Pagi itu, kelana berembun pagi menghujani Kota Jasa. Sejuk di lapangan merdeka membuat mata lebih segar, udara pagi dikawasan ini memang tak karuan sedapnya. Namun, tak sedap di pandang hanyalah sampah.
Untung sigapnya pasukan Orange sedang sapu-menyapu, mengutipi sampah-sampah yang berserakan diatas keramik yang nan luasnya.
Tiang putih menjulang tinggi tak elok ketika bendera Merah Putih tak berkibar, tapi berkibarnya bendera itu hanya ada di 17 Agustus saja.
Sepulangnya dan sesampainya diatas teras rumah, aku mendapat kabar bahwa Syaridin akan berkeliling Kota Langsa membesuk sejumlah warganya.
Padahal, Syaridin pernah berjanji akan membesuk warganya jauh-jauh hari denganku. Padahal, rasanya aku ingin sesekali memboncengnya keliling Kota Langsa dengan motor Scoopy-ku menunjukkan mana saja yang perlu Ia benahi dan perlu ia perbaiki.
"Tapi aku inikan cuma warga biasa, tak ada urusan pula sosok nomor satu berbonceng denganku," ujarku dalam hati.
Tapi demikian, senangnya aku mendengar kabar bahwa ternyata Syaridin merupakan pelita bagi warga Kota Jasa.
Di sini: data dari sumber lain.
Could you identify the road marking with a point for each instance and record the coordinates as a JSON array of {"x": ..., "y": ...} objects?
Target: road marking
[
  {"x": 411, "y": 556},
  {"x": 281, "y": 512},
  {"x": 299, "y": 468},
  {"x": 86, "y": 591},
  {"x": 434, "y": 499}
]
"Bang..ikut ya..kita ke Langsa Timur," ujar narasumber itu kepadaku via telepon.
Telepon itu memang sebuah panggilan, tapi rasaku tidak perlu ada aku disana. Penolakan itu kujawab "Salam ya dengan Bapak, sampaikan sehat-sehat selalu," ucapku dengan lembut.
Usai itu, aku bergegas mandi dan mulai melirik gawai hanya untuk mencari bahan-bahan materi untuk seminggu kedepannya.